Elle se tenait les mains sur les hanches, jambes écartées, à la manière d’une James Bond Girl des années soixante-dix. Elle paraissait tenir tête au halo blanc qui la cernait et consumait les bords de sa silhouette.
— Maintenant, tu avances d’un pas. Tu te places de trois quarts. Voilà. Tu souris. Avec une pointe d’arrogance…
L’expression demandée s’épanouit sur ses lèvres claires. Un tel sourire possédait une incidence directe, aiguë, sur une partie profonde de soi, une membrane ancestrale, oubliée. Comme ces sondes qui se perdent dans les ténèbres de la Terre et découvrent des poches emplies de liquides fossiles, encore palpitants.
— Nickel. Tu reviens de face. Légèrement cambrée.
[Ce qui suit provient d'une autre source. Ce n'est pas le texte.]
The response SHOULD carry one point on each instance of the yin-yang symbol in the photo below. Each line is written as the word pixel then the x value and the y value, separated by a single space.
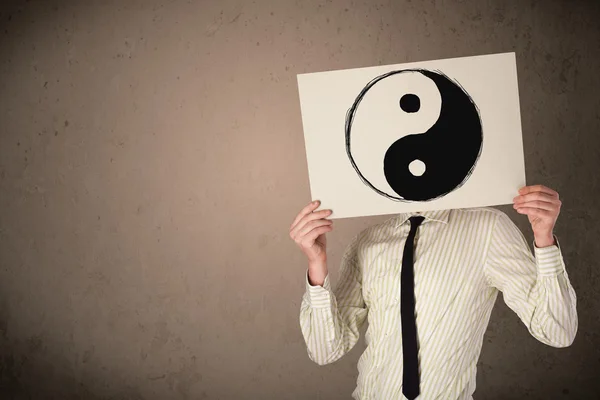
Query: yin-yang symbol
pixel 413 135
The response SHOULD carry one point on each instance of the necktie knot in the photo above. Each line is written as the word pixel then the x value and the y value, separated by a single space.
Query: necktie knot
pixel 415 221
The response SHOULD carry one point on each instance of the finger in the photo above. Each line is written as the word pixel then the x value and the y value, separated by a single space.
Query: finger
pixel 315 215
pixel 310 207
pixel 310 239
pixel 543 205
pixel 312 225
pixel 538 188
pixel 535 212
pixel 539 196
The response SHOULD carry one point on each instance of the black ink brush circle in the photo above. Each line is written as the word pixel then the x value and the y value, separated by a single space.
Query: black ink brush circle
pixel 450 148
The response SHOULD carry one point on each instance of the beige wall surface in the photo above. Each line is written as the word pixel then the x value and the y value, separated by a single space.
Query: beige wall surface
pixel 152 159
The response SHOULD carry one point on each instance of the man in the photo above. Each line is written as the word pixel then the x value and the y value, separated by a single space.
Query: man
pixel 462 258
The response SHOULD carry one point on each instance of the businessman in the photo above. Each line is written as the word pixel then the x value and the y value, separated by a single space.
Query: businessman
pixel 427 282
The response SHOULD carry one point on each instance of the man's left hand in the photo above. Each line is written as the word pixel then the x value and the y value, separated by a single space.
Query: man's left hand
pixel 542 206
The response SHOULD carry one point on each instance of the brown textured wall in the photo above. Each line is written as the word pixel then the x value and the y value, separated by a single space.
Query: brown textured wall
pixel 152 158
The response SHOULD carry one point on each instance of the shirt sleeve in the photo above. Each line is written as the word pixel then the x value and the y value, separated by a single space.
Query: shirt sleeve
pixel 536 288
pixel 330 320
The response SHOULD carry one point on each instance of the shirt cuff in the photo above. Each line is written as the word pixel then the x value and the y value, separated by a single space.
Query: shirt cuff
pixel 319 296
pixel 549 259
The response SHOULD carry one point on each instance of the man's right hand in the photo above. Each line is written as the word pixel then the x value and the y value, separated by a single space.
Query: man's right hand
pixel 308 231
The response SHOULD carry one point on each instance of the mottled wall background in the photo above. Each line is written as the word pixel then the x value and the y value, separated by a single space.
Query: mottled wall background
pixel 152 159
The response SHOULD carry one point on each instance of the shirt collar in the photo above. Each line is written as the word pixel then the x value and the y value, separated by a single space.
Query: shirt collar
pixel 435 215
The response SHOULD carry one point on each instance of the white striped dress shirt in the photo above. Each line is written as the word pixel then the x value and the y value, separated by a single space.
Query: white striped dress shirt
pixel 462 259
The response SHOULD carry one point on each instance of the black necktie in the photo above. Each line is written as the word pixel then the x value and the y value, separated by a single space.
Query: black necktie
pixel 410 354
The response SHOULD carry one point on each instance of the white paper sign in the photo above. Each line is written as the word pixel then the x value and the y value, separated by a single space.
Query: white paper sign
pixel 422 136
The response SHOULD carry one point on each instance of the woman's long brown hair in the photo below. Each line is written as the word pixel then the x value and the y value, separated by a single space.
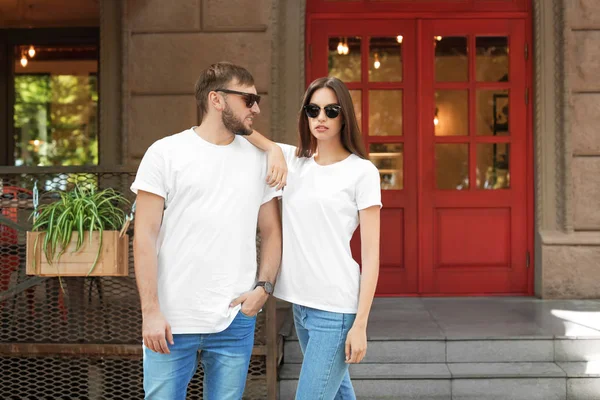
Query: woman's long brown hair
pixel 350 134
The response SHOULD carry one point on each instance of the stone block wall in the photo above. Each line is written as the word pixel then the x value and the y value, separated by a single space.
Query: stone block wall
pixel 168 44
pixel 571 257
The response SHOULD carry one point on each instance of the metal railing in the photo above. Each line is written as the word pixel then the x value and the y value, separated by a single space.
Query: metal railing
pixel 84 341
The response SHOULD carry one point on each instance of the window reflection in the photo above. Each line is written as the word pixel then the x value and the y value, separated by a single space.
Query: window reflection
pixel 389 160
pixel 385 59
pixel 451 60
pixel 452 166
pixel 493 166
pixel 492 113
pixel 492 59
pixel 385 112
pixel 344 58
pixel 56 106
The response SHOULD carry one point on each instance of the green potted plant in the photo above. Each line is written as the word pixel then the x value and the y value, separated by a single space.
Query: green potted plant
pixel 79 235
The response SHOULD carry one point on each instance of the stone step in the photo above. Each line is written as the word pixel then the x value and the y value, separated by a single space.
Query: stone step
pixel 497 350
pixel 466 381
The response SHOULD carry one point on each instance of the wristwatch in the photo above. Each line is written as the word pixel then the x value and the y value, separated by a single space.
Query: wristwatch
pixel 268 286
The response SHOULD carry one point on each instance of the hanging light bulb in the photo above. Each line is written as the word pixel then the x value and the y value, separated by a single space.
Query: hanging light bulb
pixel 341 47
pixel 377 64
pixel 23 59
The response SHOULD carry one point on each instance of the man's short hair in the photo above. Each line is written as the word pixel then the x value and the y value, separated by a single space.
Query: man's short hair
pixel 218 76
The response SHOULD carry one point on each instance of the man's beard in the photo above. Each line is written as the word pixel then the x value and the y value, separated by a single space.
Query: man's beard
pixel 234 124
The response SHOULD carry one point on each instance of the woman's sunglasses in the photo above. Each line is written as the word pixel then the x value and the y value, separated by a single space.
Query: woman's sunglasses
pixel 331 110
pixel 249 98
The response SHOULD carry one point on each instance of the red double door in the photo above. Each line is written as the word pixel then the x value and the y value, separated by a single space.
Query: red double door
pixel 443 110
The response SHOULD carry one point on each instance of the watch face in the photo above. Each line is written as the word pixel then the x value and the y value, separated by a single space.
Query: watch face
pixel 269 287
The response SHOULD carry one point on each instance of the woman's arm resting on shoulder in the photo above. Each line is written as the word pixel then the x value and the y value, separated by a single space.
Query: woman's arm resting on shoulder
pixel 276 167
pixel 356 342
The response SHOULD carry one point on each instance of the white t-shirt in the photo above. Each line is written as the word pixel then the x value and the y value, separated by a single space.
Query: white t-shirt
pixel 207 241
pixel 320 215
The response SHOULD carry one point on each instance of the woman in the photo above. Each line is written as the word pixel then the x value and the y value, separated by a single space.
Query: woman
pixel 331 188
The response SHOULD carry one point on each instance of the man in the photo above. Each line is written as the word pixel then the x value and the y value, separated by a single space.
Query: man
pixel 200 195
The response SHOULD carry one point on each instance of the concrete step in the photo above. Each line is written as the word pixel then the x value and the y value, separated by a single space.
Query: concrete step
pixel 466 381
pixel 497 350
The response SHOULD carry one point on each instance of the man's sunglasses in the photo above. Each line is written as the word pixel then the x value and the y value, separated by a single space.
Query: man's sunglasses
pixel 249 98
pixel 331 110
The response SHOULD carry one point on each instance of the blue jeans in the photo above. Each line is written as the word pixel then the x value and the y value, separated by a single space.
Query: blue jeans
pixel 225 357
pixel 322 336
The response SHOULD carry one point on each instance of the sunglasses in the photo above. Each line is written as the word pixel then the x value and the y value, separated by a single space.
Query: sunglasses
pixel 249 98
pixel 331 110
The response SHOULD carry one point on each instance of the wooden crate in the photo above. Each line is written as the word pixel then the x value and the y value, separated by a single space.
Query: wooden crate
pixel 113 259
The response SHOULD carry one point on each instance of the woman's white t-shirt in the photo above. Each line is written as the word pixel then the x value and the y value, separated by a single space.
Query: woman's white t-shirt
pixel 320 215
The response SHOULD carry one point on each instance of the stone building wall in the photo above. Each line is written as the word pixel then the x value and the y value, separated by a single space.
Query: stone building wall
pixel 570 256
pixel 48 13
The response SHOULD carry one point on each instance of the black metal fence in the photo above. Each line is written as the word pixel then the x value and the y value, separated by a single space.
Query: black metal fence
pixel 83 341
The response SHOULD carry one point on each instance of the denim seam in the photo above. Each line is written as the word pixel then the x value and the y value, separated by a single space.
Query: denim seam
pixel 333 360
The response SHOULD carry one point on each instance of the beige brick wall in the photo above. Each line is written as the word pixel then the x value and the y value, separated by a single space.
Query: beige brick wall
pixel 167 44
pixel 583 125
pixel 570 260
pixel 48 13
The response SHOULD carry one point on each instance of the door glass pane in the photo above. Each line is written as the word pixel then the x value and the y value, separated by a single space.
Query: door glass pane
pixel 344 58
pixel 357 101
pixel 492 59
pixel 451 60
pixel 493 162
pixel 389 159
pixel 56 105
pixel 452 166
pixel 451 116
pixel 385 112
pixel 385 59
pixel 492 113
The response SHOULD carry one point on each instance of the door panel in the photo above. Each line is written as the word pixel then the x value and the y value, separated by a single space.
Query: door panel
pixel 473 208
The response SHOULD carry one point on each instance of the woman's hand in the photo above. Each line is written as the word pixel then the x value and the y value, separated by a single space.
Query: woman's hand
pixel 276 167
pixel 356 345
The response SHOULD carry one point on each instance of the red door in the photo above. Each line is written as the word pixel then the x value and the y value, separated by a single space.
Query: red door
pixel 473 219
pixel 434 99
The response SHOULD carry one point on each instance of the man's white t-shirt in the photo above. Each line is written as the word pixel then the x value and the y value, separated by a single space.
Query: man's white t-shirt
pixel 207 241
pixel 320 215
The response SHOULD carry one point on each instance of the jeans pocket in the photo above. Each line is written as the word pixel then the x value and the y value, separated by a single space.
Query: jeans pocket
pixel 246 316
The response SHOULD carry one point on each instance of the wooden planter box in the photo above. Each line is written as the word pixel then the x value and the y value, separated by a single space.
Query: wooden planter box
pixel 113 259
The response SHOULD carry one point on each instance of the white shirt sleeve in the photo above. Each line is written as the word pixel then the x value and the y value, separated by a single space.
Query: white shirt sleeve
pixel 289 151
pixel 368 188
pixel 151 175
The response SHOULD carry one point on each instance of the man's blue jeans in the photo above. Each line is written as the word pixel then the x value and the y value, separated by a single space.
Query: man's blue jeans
pixel 322 336
pixel 225 357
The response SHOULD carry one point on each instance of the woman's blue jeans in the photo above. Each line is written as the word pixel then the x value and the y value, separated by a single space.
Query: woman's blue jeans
pixel 322 335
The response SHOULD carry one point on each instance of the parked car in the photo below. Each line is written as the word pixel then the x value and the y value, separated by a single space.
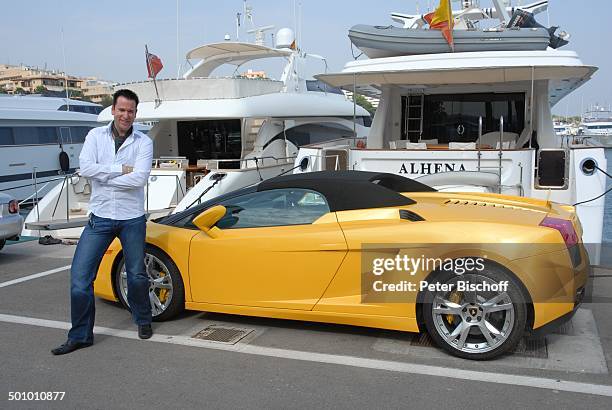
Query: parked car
pixel 11 222
pixel 310 246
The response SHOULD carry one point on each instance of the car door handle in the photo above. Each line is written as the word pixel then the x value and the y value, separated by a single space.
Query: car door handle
pixel 336 245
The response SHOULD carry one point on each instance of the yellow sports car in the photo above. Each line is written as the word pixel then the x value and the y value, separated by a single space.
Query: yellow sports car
pixel 476 271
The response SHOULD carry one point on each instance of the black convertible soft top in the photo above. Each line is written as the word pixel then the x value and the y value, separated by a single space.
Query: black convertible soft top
pixel 348 190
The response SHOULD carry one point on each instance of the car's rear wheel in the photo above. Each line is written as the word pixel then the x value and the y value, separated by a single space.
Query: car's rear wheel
pixel 166 291
pixel 476 325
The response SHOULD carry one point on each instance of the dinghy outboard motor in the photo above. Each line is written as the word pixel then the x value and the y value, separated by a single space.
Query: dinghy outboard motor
pixel 525 19
pixel 64 161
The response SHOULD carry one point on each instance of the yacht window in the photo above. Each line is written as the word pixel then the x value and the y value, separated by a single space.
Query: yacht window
pixel 87 109
pixel 47 135
pixel 454 117
pixel 26 135
pixel 313 134
pixel 6 136
pixel 279 207
pixel 320 86
pixel 210 139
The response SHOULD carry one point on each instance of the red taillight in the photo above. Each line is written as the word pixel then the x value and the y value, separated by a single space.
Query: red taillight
pixel 565 228
pixel 13 207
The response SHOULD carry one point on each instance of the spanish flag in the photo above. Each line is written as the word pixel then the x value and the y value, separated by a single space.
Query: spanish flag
pixel 442 19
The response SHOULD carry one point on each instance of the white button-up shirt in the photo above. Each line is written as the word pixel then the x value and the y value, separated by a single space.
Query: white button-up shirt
pixel 114 195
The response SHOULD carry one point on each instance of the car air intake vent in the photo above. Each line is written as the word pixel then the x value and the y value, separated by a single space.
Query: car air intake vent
pixel 410 216
pixel 468 202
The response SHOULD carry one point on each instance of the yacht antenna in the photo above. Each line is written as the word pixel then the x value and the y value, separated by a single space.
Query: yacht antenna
pixel 65 73
pixel 260 35
pixel 178 58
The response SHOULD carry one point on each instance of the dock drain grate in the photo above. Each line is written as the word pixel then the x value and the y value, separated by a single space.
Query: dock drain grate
pixel 535 348
pixel 566 329
pixel 222 334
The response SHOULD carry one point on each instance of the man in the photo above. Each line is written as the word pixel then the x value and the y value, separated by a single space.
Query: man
pixel 117 160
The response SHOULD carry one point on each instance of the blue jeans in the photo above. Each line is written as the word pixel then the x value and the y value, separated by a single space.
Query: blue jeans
pixel 97 236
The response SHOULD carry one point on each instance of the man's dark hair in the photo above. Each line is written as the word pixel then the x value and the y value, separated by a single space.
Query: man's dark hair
pixel 129 94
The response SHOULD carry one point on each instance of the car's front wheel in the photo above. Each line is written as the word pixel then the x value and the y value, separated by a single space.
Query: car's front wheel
pixel 166 291
pixel 476 324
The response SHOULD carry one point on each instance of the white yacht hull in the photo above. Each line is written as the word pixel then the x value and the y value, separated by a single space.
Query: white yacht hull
pixel 19 164
pixel 68 202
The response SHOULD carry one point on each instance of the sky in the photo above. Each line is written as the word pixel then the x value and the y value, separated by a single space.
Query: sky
pixel 106 39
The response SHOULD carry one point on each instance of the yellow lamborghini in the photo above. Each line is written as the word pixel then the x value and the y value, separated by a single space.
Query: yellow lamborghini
pixel 476 271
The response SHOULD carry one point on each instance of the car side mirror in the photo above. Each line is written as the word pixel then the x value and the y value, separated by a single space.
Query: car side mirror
pixel 206 220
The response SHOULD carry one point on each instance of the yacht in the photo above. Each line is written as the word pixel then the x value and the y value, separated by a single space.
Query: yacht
pixel 597 125
pixel 473 122
pixel 213 134
pixel 34 132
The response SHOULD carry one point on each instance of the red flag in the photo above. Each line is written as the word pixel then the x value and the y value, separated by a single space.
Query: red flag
pixel 442 19
pixel 154 65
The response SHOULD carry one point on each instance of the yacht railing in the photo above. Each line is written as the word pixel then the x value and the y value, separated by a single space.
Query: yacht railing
pixel 255 160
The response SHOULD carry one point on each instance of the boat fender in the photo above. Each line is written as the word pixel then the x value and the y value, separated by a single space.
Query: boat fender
pixel 64 161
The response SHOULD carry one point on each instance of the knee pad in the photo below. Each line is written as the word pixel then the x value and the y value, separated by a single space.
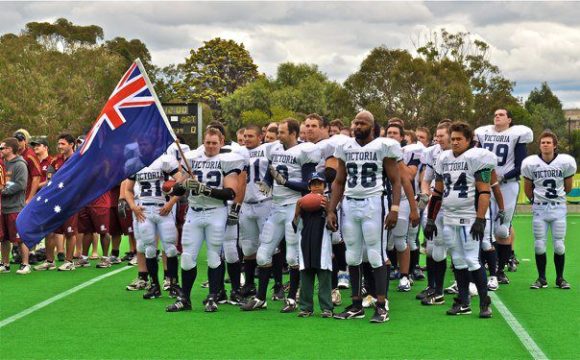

Khadidja s’exécuta. La courbe du dos fléchit. Le mouvement aurait pu être vulgaire, aguicheur, mais c’était ici une nonchalance naturelle qui semblait directement descendre du sourire jusqu’aux plus infimes ramifications des membres. Marc trépignait sur place : il avait envie de traverser le plateau, de l’empoigner par la main et de fuir avec elle. Il fallait cacher ce trésor, avant qu’il ne soit trop tard.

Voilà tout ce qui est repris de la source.